We need more companies like HPE and Qscale to build this Sustainable Future – and we need to be thinking the same way in our own data centres and putting pressure on our own AI and overall technology value chain to think more sustainably and act in the interests of the planet and future generations. Cloud providers – like AWS – are committed to the NetZero goal (by 2040 in their case) – but this is meaningless if our requirement for computing capacity increases a hundred-fold in that period. Our businesses and our tech partners need to act today. It is time for organisations to demand it from their tech providers to influence change in the industry.
All growth must end eventually. But it is a brave person who will predict the end of growth for the public cloud hyperscalers. The hyperscaler cloud revenues have been growing at between 25-60% the past few years (off very different bases – and often including and counting different revenue streams). Even the current softening of economic spend we are seeing across many economies is only causing a slight slowdown.
Looking forward, we expect growth in public cloud infrastructure and platform spend to continue to decline in 2024, but to accelerate in 2025 and 2026 as businesses take advantage of new cloud services and capabilities. However, the sheer size of the market means that we will see slower growth going forward – but we forecast 2026 to see the highest revenue growth of any year since public cloud services were founded.
The factors driving this growth include:
- Acceleration of digital intensity. As countries come out of their economic slowdowns and economic activity increases, so too will digital activity. And greater volumes of digital activity will require an increase in the capacity of cloud environments on which the applications and processes are hosted.
- Increased use of AI services. Businesses and AI service providers will need access to GPUs – and eventually, specialised AI chipsets – which will see cloud bills increase significantly. The extra data storage to drive the algorithms – and the increase in CPU required to deliver customised or personalised experiences that these algorithms will direct will also drive increased cloud usage.
- Further movement of applications from on-premises to cloud. Many organisations – particularly those in the Asia Pacific region – still have the majority of their applications and tech systems sitting in data centre environments. Over the next few years, more of these applications will move to hyperscalers.

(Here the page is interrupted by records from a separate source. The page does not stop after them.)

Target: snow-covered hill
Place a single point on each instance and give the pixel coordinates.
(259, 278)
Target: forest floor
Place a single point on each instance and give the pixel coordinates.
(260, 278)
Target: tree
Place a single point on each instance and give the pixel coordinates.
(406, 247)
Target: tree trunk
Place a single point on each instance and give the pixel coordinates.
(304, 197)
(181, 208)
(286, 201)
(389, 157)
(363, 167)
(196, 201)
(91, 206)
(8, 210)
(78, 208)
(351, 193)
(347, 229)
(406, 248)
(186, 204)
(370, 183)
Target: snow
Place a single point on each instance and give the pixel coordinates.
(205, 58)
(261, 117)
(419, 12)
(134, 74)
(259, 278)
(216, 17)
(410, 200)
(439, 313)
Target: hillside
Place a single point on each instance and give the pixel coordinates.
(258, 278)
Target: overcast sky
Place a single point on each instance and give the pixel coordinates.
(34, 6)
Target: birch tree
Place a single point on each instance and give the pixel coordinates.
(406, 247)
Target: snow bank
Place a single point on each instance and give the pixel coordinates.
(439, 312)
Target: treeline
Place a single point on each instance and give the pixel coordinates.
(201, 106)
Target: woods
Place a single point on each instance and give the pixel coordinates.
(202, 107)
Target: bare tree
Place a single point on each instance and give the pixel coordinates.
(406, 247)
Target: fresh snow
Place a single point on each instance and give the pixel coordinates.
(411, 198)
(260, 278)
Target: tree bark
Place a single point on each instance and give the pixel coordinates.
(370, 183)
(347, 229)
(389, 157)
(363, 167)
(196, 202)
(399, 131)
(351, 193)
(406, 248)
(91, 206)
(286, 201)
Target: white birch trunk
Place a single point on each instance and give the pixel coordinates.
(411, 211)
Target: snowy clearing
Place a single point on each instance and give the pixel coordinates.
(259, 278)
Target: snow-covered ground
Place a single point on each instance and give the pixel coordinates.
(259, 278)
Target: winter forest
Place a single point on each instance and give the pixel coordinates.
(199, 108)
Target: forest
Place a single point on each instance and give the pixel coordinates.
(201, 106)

- Edge applications moving to the cloud. As the public cloud giants improve their edge computing capabilities – in partnership with hardware providers, telcos, and a broader expansion of their own networks – there will be greater opportunity to move edge applications to public cloud environments.
- Increasing number of ISVs hosting on these platforms. The move from on-premise to cloud will drive some growth in hyperscaler revenues and activities – but the ISVs born in the cloud will also drive significant growth. SaaS and PaaS are typically seeing growth above the rates of IaaS – but are also drivers of the growth of cloud infrastructure services.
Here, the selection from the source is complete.